You are viewing a plain text version of this content. The canonical link for it is here.
Posted to commits@cassandra.apache.org by "Sylvain Lebresne (Commented) (JIRA)" <ji...@apache.org> on 2012/01/02 12:08:30 UTC

[jira] [Commented] (CASSANDRA-3494) Streaming is mono-threaded (the bulk loader too by extension)

    [ https://issues.apache.org/jira/browse/CASSANDRA-3494?page=com.atlassian.jira.plugin.system.issuetabpanels:comment-tabpanel&focusedCommentId=13178349#comment-13178349 ] 

Sylvain Lebresne commented on CASSANDRA-3494:
---------------------------------------------

This work because of some details of ThreadPoolExecutor. Namely, in the sentence "When a new task is submitted in method execute(java.lang.Runnable), and fewer than corePoolSize threads are running, a new thread is created to handle the request, ...", the "fewer" is meant strictly. So with a 0 for corePoolSize, it will create a thread for the first task. It will also terminate that thread afterward because the doc says "If the pool currently has more than corePoolSize threads, excess threads will be terminated if they have been idle for more than the keepAliveTime".
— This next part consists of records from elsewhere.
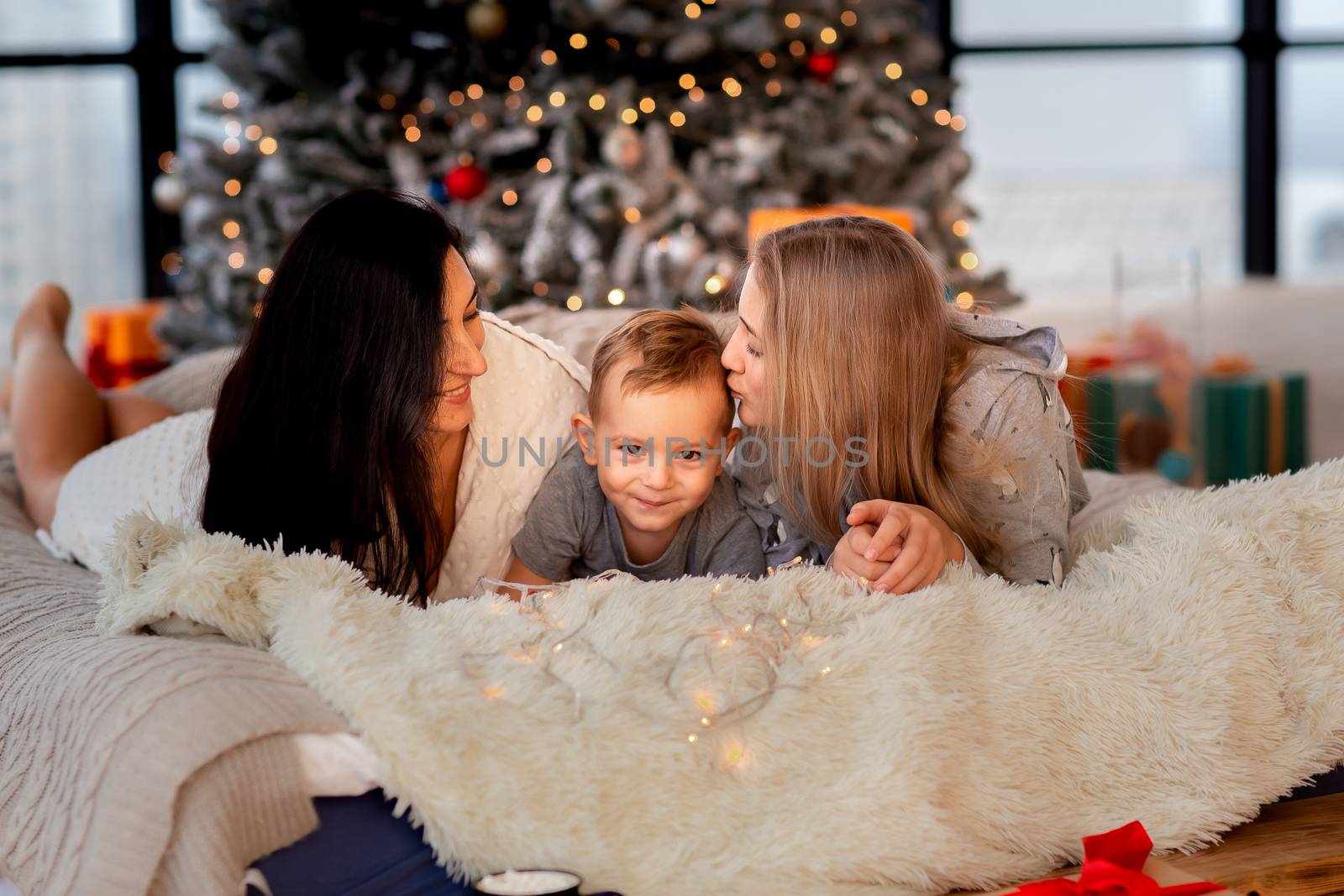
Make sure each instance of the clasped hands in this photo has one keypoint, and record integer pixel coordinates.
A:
(895, 547)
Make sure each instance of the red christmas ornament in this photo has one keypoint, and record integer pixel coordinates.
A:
(465, 181)
(822, 65)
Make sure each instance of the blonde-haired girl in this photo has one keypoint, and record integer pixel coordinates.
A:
(887, 429)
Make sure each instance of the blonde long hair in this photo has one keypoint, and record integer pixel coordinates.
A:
(860, 344)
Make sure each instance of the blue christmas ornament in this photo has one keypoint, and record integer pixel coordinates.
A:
(1176, 466)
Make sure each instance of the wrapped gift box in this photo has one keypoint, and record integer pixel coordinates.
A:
(1252, 425)
(120, 343)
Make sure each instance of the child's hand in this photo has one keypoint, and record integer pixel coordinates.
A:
(924, 542)
(848, 558)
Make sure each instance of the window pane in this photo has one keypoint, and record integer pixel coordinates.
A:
(995, 22)
(195, 24)
(1312, 167)
(1312, 19)
(69, 24)
(1081, 156)
(69, 187)
(197, 86)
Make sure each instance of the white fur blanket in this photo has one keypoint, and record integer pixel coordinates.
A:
(965, 735)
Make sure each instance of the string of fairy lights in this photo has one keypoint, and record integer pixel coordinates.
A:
(474, 102)
(718, 679)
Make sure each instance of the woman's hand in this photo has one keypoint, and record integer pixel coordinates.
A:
(848, 558)
(924, 543)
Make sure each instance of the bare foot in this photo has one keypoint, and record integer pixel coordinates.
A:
(46, 313)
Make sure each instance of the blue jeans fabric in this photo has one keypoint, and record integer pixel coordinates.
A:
(360, 849)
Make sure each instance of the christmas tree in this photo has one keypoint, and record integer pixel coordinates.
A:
(593, 150)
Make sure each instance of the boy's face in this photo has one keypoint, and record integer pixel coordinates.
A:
(649, 449)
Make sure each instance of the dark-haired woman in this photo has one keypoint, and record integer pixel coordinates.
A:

However, this is dodgy code as for instance if maxCorePoolSize was 10, the thread pool would *not* create up to 10 threads, it would create one and then queue up all other tasks.

In fact, the documentation is actually inconsistent, as for unbounded queues it states that "Thus, no more than corePoolSize threads will ever be created. (And the value of the maximumPoolSize therefore doesn't have any effect.)". But this is not true if corePoolSize is 0.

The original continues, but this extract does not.